Arts et Expos

Mons, `capitale culturelle de la Wallonie´, veut justifier cette appellation. La ville multiplie les initiatives et est venue présenter à Bruxelles, pour sortir de tout nombrilisme provincial, sa grande expo pour l'été. Du 28 juin au 17 novembre au musée des Beaux-arts de Mons, se tiendra la première grande rétrospective des peintres du groupe Nervia.

Mons avait déjà permis de rédécouvrir des peintres belges de talent et trop méconnus. L'exposition Anto-Carte (1995) et Louis Buisseret (1998), avaient été pour d'aucuns une vraie découverte. Ces peintres avaient été trop vite taxés d'académique et opposés trop schématiquement aux Flamands de l'école de Laethem Saint-Martin dont l'expressionisme aurait été plus novateur. Or on redécouvrit toute la finesse et la force symbolique d'Anto-Carte, toute l'élégance chaude et l'italianisme de Buisseret. Nervia et Laethem Saint-Martin sont souvent loin de s'opposer.

Passant à la vitesse supérieure, Mons a donc décidé de rendre hommage à l'ensemble du groupe Nervia.

En 1928, Anto-Carte et Louis Buisseret et un ami assureur Léon Eeckman (régisseur et secrétaire du groupe) créent Nervia.
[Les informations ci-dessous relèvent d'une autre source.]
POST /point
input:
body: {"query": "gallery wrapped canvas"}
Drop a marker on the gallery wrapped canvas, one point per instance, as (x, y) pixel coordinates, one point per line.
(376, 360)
Un nom qui fait référence aux Nerviens, cette tribu gauloise opposée à César dont nous parlait nos manuels scolaires.

`Nous voulons aider de jeunes peintres, écrivait Nervia à ses débuts, dont nous avions observé les travaux plein d'intérêt- Léon Navez, Taf Wallet, Frans Depooter et Jean Winance. Nous fûmes aidés en cela par nos amis Paulus et Strebelle. Nervia fut pour ces jeunes un chemin raccourci vers la notoriété´. Nervia voulait rendre `manifeste sur la scène nationale et internationale la présence de l'art wallon´.

Une intense activité

Nervia dura exactement dix ans. Le groupe fut hyper-actif puisqu'il organisa en dix ans, 20 expositions. Il est difficile de classer les `Nerviens´ dans de mêmes qualificatifs. Les organisateurs tentent de résumer : `l'artiste Nervien veut communiquer son émotion et son bonheur devant le spectacle de la vie. Par rapport à l'école expressioniste, on peut dire que les Nerviens préfèrent le chant au cri, la raison à l'instinct. Un certain idéalisme contient leur lyrisme´;

Mais au-delà de cela, domine la diversité. Un Louis Buisseret est fasciné par le Qattrocento italien qui l'inspire dans ses paysages, les portraits qu'il affectionne, par le choix des couleurs. Il est le plus italianisant du groupe avec Léon Navez. Mais leur classicisme ne voulait nullement dire académisme. Certains de leurs portraits sont proches de Modigliani. Comme certains paysages de Frans Depooter sont proches d'un Robert Delaunay. Nervia était branché aussi sur l'art de son époque. Tout autre est l'approche de Pierre Paulus, un peintre social wallon, des paysages industriels. Taf Wallet fréquenta aussi Nervia avant de faire une trés longue carrière de peintre de la mer (il est mort l'an dernier à 99 ans). Une rétrospective Taf Wallet aura lieu au musée Ianchelevici à La Louvière. Des peintres à redécouvrir.

Nervia, `peintres belges des années 30´, au musée des Beaux-arts de Mons du 28 juin au 17 novembre avec les assurances Leon Eeckman.

Taf Wallet, au musée Ianchelevichi, à La Louvière, aux mêmes dates.